The DAS system works by Bottas and Lewis Hamilton pushing and pulling on the steering wheel in the cockpit of their W11, the action effecting a change on the car’s front wheel toe angle – with conjecture remaining about the exact benefits the system brings.
Asked midway through Week 2 whether he expected to be using the DAS system at the Australian Grand Prix in a few weeks’ time, Bottas replied: “For now, we see no reason why not.
“Everything works well with it.
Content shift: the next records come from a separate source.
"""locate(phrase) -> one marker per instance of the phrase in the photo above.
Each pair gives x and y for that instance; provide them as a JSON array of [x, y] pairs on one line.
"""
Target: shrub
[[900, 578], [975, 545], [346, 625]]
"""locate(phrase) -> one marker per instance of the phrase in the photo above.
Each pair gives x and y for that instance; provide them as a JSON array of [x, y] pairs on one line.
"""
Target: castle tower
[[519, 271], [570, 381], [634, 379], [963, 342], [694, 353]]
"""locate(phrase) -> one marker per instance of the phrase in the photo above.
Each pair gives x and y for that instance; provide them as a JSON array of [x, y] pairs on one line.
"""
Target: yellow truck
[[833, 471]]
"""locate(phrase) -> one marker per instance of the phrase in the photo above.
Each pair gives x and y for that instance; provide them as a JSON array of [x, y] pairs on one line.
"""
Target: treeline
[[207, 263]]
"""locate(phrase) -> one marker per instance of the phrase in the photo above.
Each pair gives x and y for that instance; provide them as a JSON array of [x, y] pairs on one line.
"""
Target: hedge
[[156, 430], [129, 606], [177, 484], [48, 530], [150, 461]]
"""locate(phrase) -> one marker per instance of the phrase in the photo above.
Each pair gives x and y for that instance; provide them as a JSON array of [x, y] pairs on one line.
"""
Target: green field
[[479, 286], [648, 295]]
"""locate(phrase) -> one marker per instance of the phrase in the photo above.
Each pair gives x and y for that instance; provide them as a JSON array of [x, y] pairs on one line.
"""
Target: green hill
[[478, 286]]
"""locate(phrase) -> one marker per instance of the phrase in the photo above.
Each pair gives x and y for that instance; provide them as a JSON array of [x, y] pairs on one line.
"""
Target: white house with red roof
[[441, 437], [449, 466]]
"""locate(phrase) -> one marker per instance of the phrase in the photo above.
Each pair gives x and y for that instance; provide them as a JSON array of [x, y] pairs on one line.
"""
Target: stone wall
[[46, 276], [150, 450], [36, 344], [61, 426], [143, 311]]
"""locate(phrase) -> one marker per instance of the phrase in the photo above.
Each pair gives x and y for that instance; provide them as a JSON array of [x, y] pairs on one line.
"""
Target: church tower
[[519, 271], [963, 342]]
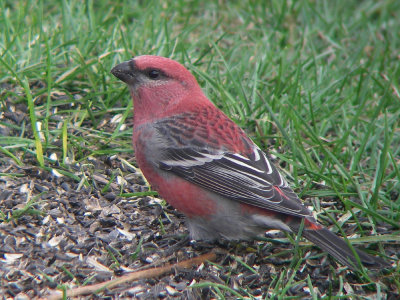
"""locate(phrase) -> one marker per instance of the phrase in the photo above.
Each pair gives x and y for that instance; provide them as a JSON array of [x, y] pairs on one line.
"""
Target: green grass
[[314, 82]]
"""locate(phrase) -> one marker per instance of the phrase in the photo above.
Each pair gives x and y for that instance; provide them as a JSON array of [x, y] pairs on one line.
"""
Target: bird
[[205, 166]]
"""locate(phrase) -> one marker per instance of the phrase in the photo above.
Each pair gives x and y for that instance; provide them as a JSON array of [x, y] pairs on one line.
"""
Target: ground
[[59, 233]]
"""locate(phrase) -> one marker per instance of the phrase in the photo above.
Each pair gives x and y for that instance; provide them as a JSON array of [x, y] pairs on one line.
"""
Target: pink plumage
[[205, 166]]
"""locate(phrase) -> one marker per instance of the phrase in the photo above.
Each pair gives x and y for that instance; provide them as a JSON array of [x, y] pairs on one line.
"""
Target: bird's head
[[157, 84]]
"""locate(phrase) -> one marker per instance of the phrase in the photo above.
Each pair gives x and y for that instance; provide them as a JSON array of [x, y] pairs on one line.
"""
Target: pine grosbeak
[[205, 166]]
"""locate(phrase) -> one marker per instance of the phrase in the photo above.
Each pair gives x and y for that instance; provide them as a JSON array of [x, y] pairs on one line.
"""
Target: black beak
[[125, 71]]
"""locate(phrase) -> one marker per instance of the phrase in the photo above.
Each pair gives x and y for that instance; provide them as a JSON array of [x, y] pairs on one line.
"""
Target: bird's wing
[[252, 180]]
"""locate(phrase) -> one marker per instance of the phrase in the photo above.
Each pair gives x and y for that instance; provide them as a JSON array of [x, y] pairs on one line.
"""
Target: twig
[[149, 273]]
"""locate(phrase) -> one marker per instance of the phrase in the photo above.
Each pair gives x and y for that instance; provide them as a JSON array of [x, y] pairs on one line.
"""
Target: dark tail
[[339, 249]]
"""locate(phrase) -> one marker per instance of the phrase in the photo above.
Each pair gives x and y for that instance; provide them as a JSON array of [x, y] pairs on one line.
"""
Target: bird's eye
[[154, 74]]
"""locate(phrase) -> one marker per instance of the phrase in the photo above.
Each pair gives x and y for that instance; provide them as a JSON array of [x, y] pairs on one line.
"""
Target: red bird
[[205, 166]]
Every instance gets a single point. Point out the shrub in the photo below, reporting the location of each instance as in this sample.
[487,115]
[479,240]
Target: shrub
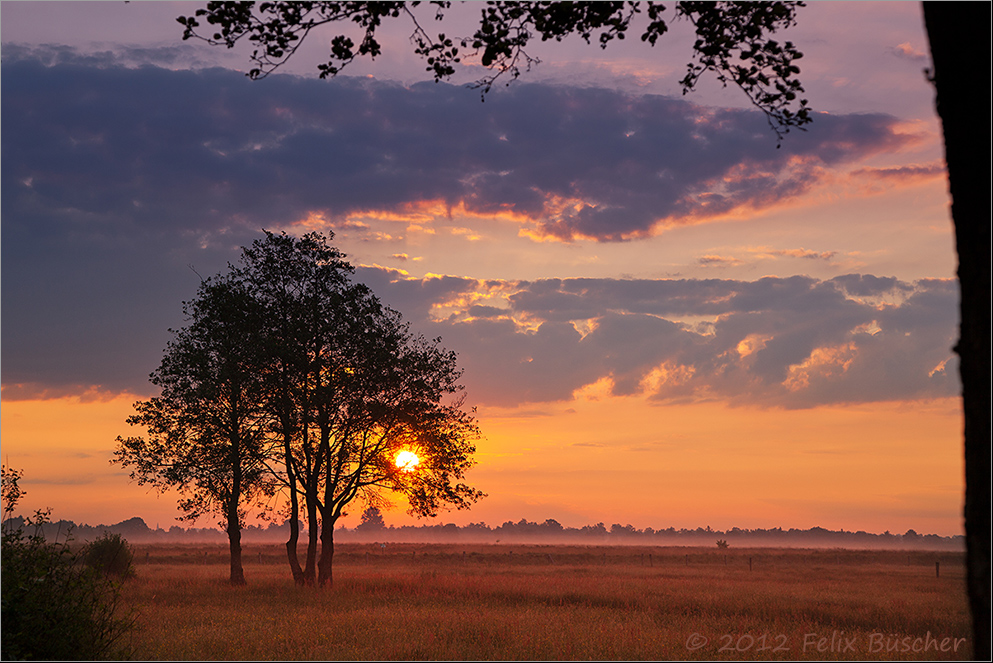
[54,606]
[111,555]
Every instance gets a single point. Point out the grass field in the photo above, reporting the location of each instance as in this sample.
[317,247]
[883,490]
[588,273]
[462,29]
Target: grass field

We're still learning more and more about it, we're happy to have it in the car and no issues really found so far, so it's all working well.”
Bottas also confirmed that both he and Hamilton had been pooling their feedback on the new system rather than jealously keeping it to themselves, responding to a question on whether becoming ‘King of DAS’ could be Bottas' magic bullet to finally beating Hamilton accross a season.
“You need to be the king of every tool in the car and you need to extract everything from your car, including the new systems,” said Bottas. “Both me and Lewis [are] trying to extract the maximum out of it, and obviously from my side, I'll try to do something better if I can. But obviously we're sharing all the information, all the knowledge, all the data, so eventually, for sure, we both will be able to extract everything out of it.”
With DAS having only been run on track for six days in Barcelona, Bottas revealed that Mercedes were still learning about the system's effectiveness, as well as the best time for the drivers to deploy it on track.
“Obviously between [Weeks 1 and 2], the engineers had more time to learn from the data and make more guidelines for us as drivers about best use and the kind of situations that can bring the advantage, how big the advantage it will give us is, which tracks – that's a little bit of a question mark,” said Bottas.
“But also it will be driver-dependent, especially at the race weekends and whichever situations we think we might get the benefit,” added Bottas. “It's up to us to also explore and discover and find the best ways to use it. So, a nice little extra tool. Not that there were so many things to do anyway on the steering wheel…”
We’ll get our first chance to see Mercedes trying to dial in their system on a proper race weekend when Free Practice 1 commences at the Australian Grand Prix on March 13.